Forum OpenACS Q&A: Response to Open ACS handling heavy traffic

Collapse
Posted by Don Baccus on
I'm working on scalability issues with permissions as we speak, and I think it is safe to say that OpenACS 4 will outperform ACS 4 Classic in this regard.  The LAUSD (Jon Griffin's employer) has already provided speed-ups for acs_permission.permission_p itself, and I'm poking around into the use of acs_party_privilege_map which is very slow in PostgreSQL and apparently not all that swift in Oracle, as well.

So this will remove one bottleneck.  What other bottlenecks will we uncover?  Hard to say.  As Jonathan mentioned, more information on the actual number of pages to be served is needed in order to give you feedback, and as was mentioned later caching can help a lot, too.  You can cache directly in AOLserver and perhaps have more fine-grained control over when to expunge cached pages than through the use of Squid or similar tools (only your code knows when a dynamic page changes, after all).

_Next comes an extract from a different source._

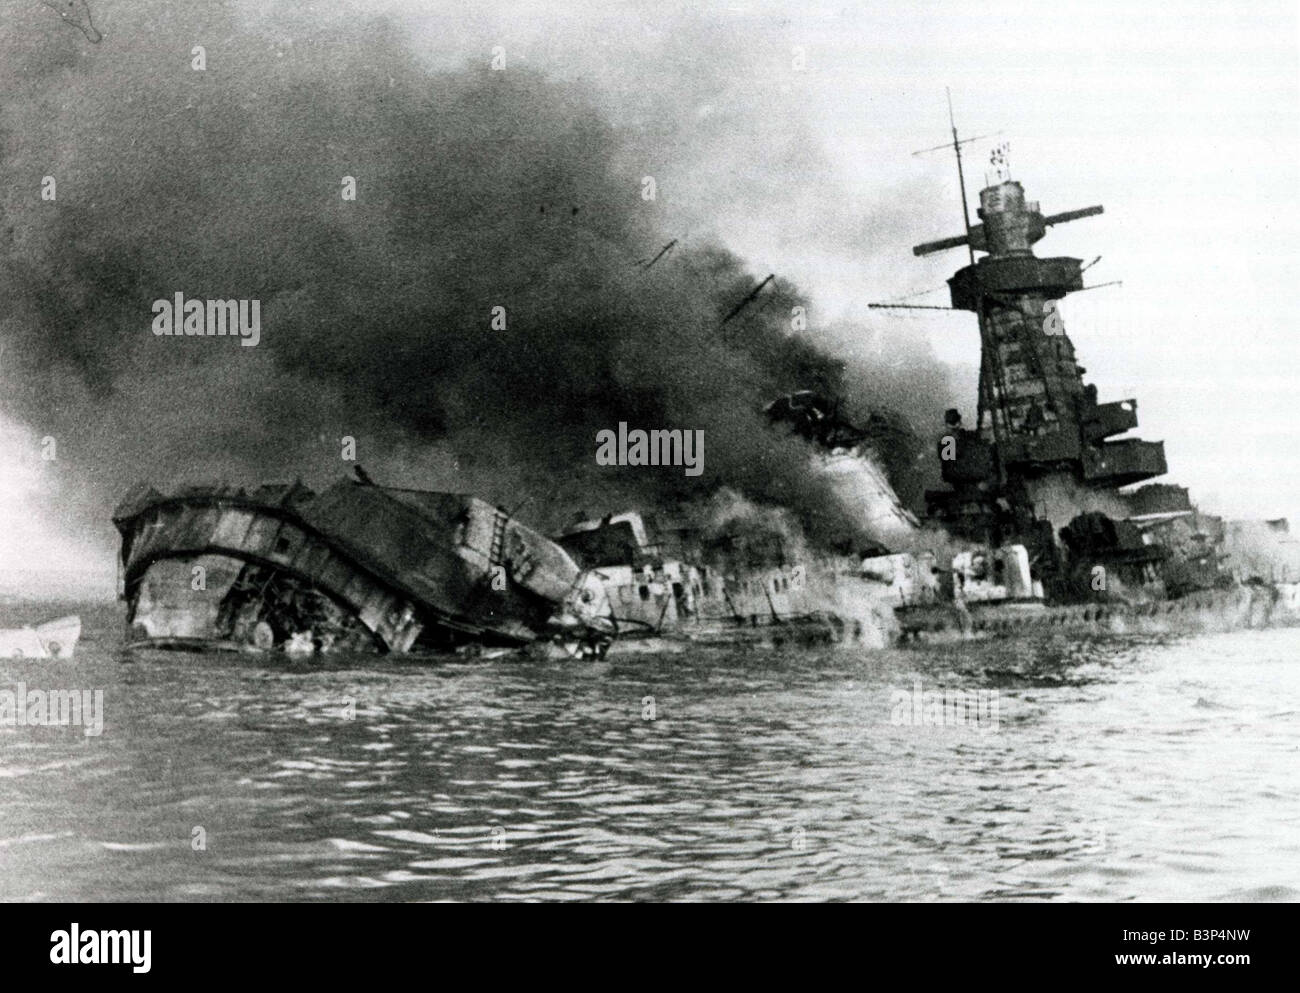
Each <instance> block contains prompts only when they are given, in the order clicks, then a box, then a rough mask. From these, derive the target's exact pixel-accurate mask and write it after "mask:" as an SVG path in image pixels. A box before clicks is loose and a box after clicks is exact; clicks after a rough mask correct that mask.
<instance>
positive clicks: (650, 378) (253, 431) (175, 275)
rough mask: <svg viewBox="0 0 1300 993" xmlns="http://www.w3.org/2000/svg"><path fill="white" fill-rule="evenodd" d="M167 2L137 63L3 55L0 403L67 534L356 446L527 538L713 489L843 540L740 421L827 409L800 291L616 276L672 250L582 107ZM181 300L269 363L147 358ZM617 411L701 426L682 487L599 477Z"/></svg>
mask: <svg viewBox="0 0 1300 993" xmlns="http://www.w3.org/2000/svg"><path fill="white" fill-rule="evenodd" d="M168 6H170V5H157V6H152V8H151V13H149V18H148V23H149V29H151V34H149V35H148V44H147V45H143V44H140V45H131V44H130V42H129V39H122V38H121V35H118V38H117V42H116V47H114V36H113V35H112V32H110V31H109V30H108V29H107V27H105V34H108V35H109V36H108V38H107V40H105V42H104V43H103V44H100V45H95V47H90V45H87V44H86V43H85V39H82V38H81V36H79V35H78V34H77V32H74V31H66V32H62V34H56V32H49V31H44V30H40V31H38V30H36V27H35V26H34V25H27V23H19V25H17V26H16V30H13V31H12V32H10V34H9V35H8V36H6V38H5V39H4V45H3V48H0V65H3V66H4V70H3V82H0V86H3V90H4V92H5V94H6V97H5V113H4V133H3V135H0V138H3V155H4V159H3V165H0V168H3V174H4V179H5V182H4V188H5V190H6V191H8V192H6V195H5V196H6V203H5V217H6V225H5V227H6V231H5V246H4V247H5V263H4V268H3V276H0V281H3V282H0V321H3V325H0V326H3V335H4V339H5V343H6V361H5V378H4V382H5V389H6V402H5V404H6V411H8V412H9V413H12V415H14V416H17V417H18V419H19V420H22V421H23V422H26V424H27V425H30V426H31V428H32V429H34V430H35V432H36V434H38V435H52V437H55V438H56V439H57V442H59V452H60V461H59V465H60V471H61V472H64V473H66V477H65V481H69V482H75V484H77V485H78V486H79V487H81V493H82V498H81V500H79V506H77V507H72V508H70V512H75V513H81V515H85V517H86V519H87V520H88V519H92V517H99V519H103V516H104V513H105V511H107V508H108V507H109V506H112V503H113V502H114V500H116V498H117V496H118V495H120V494H121V493H122V490H125V487H126V486H127V485H129V484H130V482H133V481H134V480H136V478H149V480H152V481H155V482H159V484H165V482H169V481H173V480H175V478H211V477H217V476H220V477H226V478H233V480H235V481H240V482H253V481H257V480H264V478H286V477H292V476H302V477H303V478H305V480H307V481H308V482H325V481H328V480H330V478H333V477H335V476H337V474H339V473H342V472H346V471H347V469H348V464H347V463H344V461H342V459H341V451H342V442H341V439H342V438H344V437H352V438H355V439H356V442H357V452H356V456H357V459H359V460H360V461H361V463H364V464H367V465H368V468H369V469H370V472H372V474H373V476H376V477H378V480H380V481H381V482H387V484H398V485H412V486H425V487H434V489H458V490H471V491H476V493H480V494H481V495H484V496H485V498H487V499H493V500H498V502H503V503H506V504H510V506H520V504H524V503H525V500H526V504H528V506H526V508H524V509H521V511H520V513H521V516H524V517H525V519H530V520H534V521H537V522H539V524H542V525H543V526H554V525H556V524H560V522H563V519H565V517H568V516H572V513H573V512H575V509H595V511H603V509H606V508H611V507H616V506H619V504H620V503H628V504H642V506H645V504H651V506H660V507H663V506H671V504H675V503H677V502H681V500H692V499H698V498H702V496H705V495H706V494H708V493H711V491H714V490H716V489H718V487H719V486H724V485H725V486H729V487H732V489H735V490H737V491H740V493H742V494H745V495H746V496H749V498H750V499H753V500H758V502H766V503H776V504H781V506H785V507H789V508H790V509H792V511H793V512H794V515H796V517H797V519H798V520H800V521H801V524H802V525H803V526H805V529H806V530H807V532H809V534H810V537H813V538H814V539H819V538H824V537H826V535H829V534H832V533H840V532H850V533H852V532H853V530H854V528H855V526H857V522H855V521H850V520H846V519H845V517H844V515H842V512H841V511H840V509H839V507H837V504H836V503H835V502H833V500H832V499H831V498H829V494H828V491H826V490H823V489H822V487H820V486H816V485H813V484H810V482H809V478H807V474H806V448H805V446H803V445H802V443H801V442H798V441H794V439H790V438H783V437H777V435H775V434H774V433H772V432H770V430H768V429H767V426H766V424H764V420H763V416H762V406H763V404H764V403H766V402H767V400H768V399H771V398H772V396H775V395H777V394H780V393H787V391H792V390H797V389H818V390H823V391H828V393H842V391H844V390H845V387H846V382H845V376H844V370H842V368H841V365H840V363H837V361H836V360H835V359H832V357H831V356H829V355H827V354H826V352H824V351H822V350H819V348H816V347H815V346H813V344H810V342H809V339H807V337H801V335H798V334H792V331H790V315H792V308H794V307H797V305H802V304H806V302H803V300H801V299H800V298H798V295H797V292H796V291H794V290H793V289H792V287H790V286H788V285H785V283H783V282H780V281H776V282H775V283H774V285H771V286H768V287H767V289H766V290H764V292H763V294H762V295H761V296H759V298H758V299H755V302H754V303H753V304H751V305H750V307H749V308H746V309H745V311H744V312H742V313H741V315H740V316H737V317H736V318H735V320H732V321H729V322H727V324H725V325H723V324H722V320H723V317H724V316H725V315H727V313H728V312H729V311H731V309H732V307H733V305H735V304H736V303H737V302H740V300H741V299H742V298H744V296H745V294H746V292H748V290H749V289H750V287H751V286H753V285H754V283H755V282H757V279H758V278H759V277H761V276H762V274H763V273H754V272H748V270H746V269H745V268H744V266H742V265H741V264H740V261H738V260H737V259H735V257H733V256H731V255H729V253H728V252H727V251H724V250H723V248H720V247H707V248H701V247H698V246H695V247H690V248H682V247H679V248H677V250H675V251H673V252H669V253H668V255H667V256H664V257H663V259H660V260H659V261H658V263H656V264H655V265H654V266H651V268H649V269H646V268H645V266H641V265H637V261H638V260H646V259H649V257H653V256H654V255H655V252H658V251H659V248H660V247H662V246H663V244H664V243H666V242H667V240H668V239H669V238H671V237H672V233H669V231H663V230H659V227H658V225H656V213H655V203H654V201H647V200H645V199H643V198H642V190H643V186H642V177H641V175H640V174H638V172H633V170H630V169H628V168H627V166H625V165H623V164H624V162H627V161H632V160H634V159H636V156H628V155H627V147H625V142H624V139H623V138H620V135H619V134H617V133H615V130H614V129H612V127H611V126H610V125H608V123H607V122H606V121H604V120H603V118H602V114H601V113H599V112H598V109H597V105H598V104H597V100H595V99H594V96H593V95H591V94H588V92H585V91H582V90H581V88H578V87H575V86H571V84H562V83H556V82H551V81H549V79H546V78H543V77H541V75H537V74H533V73H529V71H526V70H520V69H511V70H510V71H504V73H498V71H491V70H489V69H487V68H486V66H484V68H481V69H467V70H461V71H430V70H428V69H426V68H424V66H421V65H420V64H419V62H417V60H416V57H415V56H413V55H412V53H411V52H409V51H408V49H407V47H406V45H404V43H403V42H402V40H400V38H399V36H398V35H396V32H395V31H393V30H391V29H390V27H389V26H387V25H386V23H385V22H382V21H376V22H372V23H368V25H361V26H354V27H348V29H346V30H339V31H333V30H329V29H322V30H320V31H318V32H317V34H316V35H313V36H312V38H311V39H309V40H311V43H309V44H303V43H299V44H296V45H283V44H276V43H273V42H272V40H269V39H268V38H266V36H264V35H261V34H257V32H250V31H248V30H246V29H243V27H240V26H239V25H237V23H235V22H234V21H227V19H226V16H225V14H224V13H222V12H221V10H220V9H217V10H212V9H204V10H201V12H200V10H199V9H198V8H196V9H194V10H191V9H190V8H188V5H186V9H185V12H183V17H182V16H181V14H179V13H175V12H174V10H169V9H168ZM196 19H199V21H201V23H196ZM203 42H207V45H205V49H207V51H205V57H207V64H208V68H207V69H205V70H204V71H195V70H194V69H192V68H191V62H190V58H191V56H190V55H188V53H190V49H191V45H192V44H198V43H203ZM45 175H52V177H55V179H56V182H57V200H56V201H53V203H49V201H43V200H42V199H40V195H39V192H40V183H42V178H43V177H45ZM343 177H354V178H355V181H356V187H357V198H356V201H355V203H350V201H344V200H343V199H342V198H341V191H342V182H343ZM178 291H179V292H183V294H185V295H186V296H187V298H208V299H217V298H220V299H231V298H248V299H253V298H255V299H259V300H260V302H261V342H260V344H259V346H257V347H255V348H250V347H240V346H239V343H238V341H237V339H229V338H201V339H200V338H159V337H155V335H153V334H152V333H151V330H149V325H151V320H152V313H151V304H152V302H153V300H156V299H170V298H172V296H173V294H175V292H178ZM497 307H503V308H504V309H506V329H504V330H494V329H493V328H491V315H493V308H497ZM620 421H627V422H628V424H629V425H630V426H633V428H637V426H640V428H667V429H682V430H695V429H703V430H705V437H706V446H705V472H703V474H702V476H699V477H697V478H692V477H688V476H685V473H684V472H682V471H681V469H680V468H625V469H619V468H607V467H598V465H597V464H595V459H594V452H595V447H597V446H595V434H597V432H599V430H602V429H612V428H616V425H617V424H619V422H620ZM907 445H910V442H909V443H907ZM904 447H905V448H906V445H905V446H904ZM891 458H893V456H891ZM898 458H902V456H897V458H894V461H897V459H898ZM891 468H896V467H894V465H893V464H892V465H891ZM65 489H66V487H65Z"/></svg>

One thing we are working on is the provision of automated testing tools, and this includes load testing using scripts that "know" about the structure and perhaps usage profiles of a site.  This will give users the ability to drive development sites with input that more accurately reflects reality (by posting to bboards, etc) than is possible with a simpler tool than (say) apache bench.

I realize none of this answers your question directly.  In part that's because I think the scalability issue for [Open]ACS 4 has yet to be answered - I'm outlining the steps we're taking to boost performance and to enhance our ability to test performance (and correctness) later.

One point of reference for OpenACS 3.2 ... this site right here withstood a slashdotting when running PostgreSQL 6.5 on a single dual-processor PII 400 box.